Sulla prima questione, quella dell’ignoranza, è bene chiarire che il ricordo della storia è assai diverso dalla sua rievocazione. Una distinzione che sfugge casomai proprio a “chi ignora”. Non si tratta di una mostra nella quale vengono esposte le foto e le riproduzioni della “pasta dal sapore littorio”, ma di una vera e propria “rinascita commerciale” di un prodotto che rispetto alla restaurata caratura simbolica sarebbe politicamente e democraticamente immorale non stigmatizzare. 

Stiamo parlando, lo scrivo per “chi ignora”, del periodo del madamato, ovvero della pedofilia normativamente legittimata; del massacro di popoli indifesi; della loro sottomissione e della riduzione a bestiale schiavitù. La storia è colma di orrori indicibili. Che accadrebbe se in Germania un’azienda di saponette avviasse una “rievocazione” chiamandole “profumo giudeo” o magari si producessero gli “auschwitzzini rigati” o ancora i “buchenwaldini lisci”? La censura di tale scelta aziendale, reclamata da centinaia di persone, è dettata dalla nostra Costituzione repubblicana nata dal sacrificio dei partigiani antifascisti e che ha nei suoi presupposti il debellamento di qualsiasi germe di Fascismo dalla cultura italiana, ovunque si annidi. Con questo mi guardo bene dal definire fascista l’azienda di cui si parla, peraltro distrutta dai nazisti durante la guerra e vittima anch’essa della barbarie indicibile di quel funesto periodo.

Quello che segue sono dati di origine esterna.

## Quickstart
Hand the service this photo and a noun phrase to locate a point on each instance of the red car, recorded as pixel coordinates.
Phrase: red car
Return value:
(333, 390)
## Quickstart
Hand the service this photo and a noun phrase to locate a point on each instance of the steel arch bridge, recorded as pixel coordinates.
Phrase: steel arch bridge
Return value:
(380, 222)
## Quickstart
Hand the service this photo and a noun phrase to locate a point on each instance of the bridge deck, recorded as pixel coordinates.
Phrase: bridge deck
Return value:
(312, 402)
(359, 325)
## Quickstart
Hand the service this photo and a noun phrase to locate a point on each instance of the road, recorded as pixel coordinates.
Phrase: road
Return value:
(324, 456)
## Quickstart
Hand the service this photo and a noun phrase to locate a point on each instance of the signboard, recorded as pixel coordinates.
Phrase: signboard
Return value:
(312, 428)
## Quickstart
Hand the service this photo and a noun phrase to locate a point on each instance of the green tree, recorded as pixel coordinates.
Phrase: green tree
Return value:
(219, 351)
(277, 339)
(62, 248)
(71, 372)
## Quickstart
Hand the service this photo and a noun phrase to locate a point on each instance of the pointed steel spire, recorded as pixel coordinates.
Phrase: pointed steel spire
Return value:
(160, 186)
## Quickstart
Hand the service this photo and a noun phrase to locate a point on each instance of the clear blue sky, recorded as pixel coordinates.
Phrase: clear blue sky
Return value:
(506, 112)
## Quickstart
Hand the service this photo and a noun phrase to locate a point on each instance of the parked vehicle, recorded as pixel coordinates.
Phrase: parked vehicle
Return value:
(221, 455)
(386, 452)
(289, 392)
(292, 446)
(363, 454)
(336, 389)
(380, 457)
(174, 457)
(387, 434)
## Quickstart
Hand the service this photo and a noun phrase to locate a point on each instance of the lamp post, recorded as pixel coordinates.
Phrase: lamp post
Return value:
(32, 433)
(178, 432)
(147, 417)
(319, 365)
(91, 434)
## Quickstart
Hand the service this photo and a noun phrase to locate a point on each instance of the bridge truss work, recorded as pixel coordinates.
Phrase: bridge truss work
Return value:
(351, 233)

Ciò che si contesta è una scelta aziendale sulla quale la stessa A.N.P.I. molisana, ha invitato a fare un passo indietro e a “chiarire in modo più fermo la propria totale estraneità ad ogni riferimento al Fascismo”. Detto questo vengo all’ultima questione posta da una parte dell’opinione pubblica che stigmatizza coloro che hanno criticato anche aspramente l’accaduto definiti poco sensibili nei confronti dei lavoratori de La Molisana.

L’idea che non si debba produrre alcuna critica alle scelte aziendali di qualsivoglia ingranaggio del sistema produttivo, è forse di per sé, ancor più pericolosa e agghiacciante, specie se l’oggetto in questione è proprio l’ideologia che ha annullato nel giro di poche ore ogni singolo diritto sociale dei lavoratori.  Auguro lunga vita all’azienda e agli operai coinvolti nel sistema produttivo, con l’augurio di poter leggere, quanto prima, assieme a centinaia di persone come me sensibili all’argomento, quanto chiesto dall’A.N.P.I.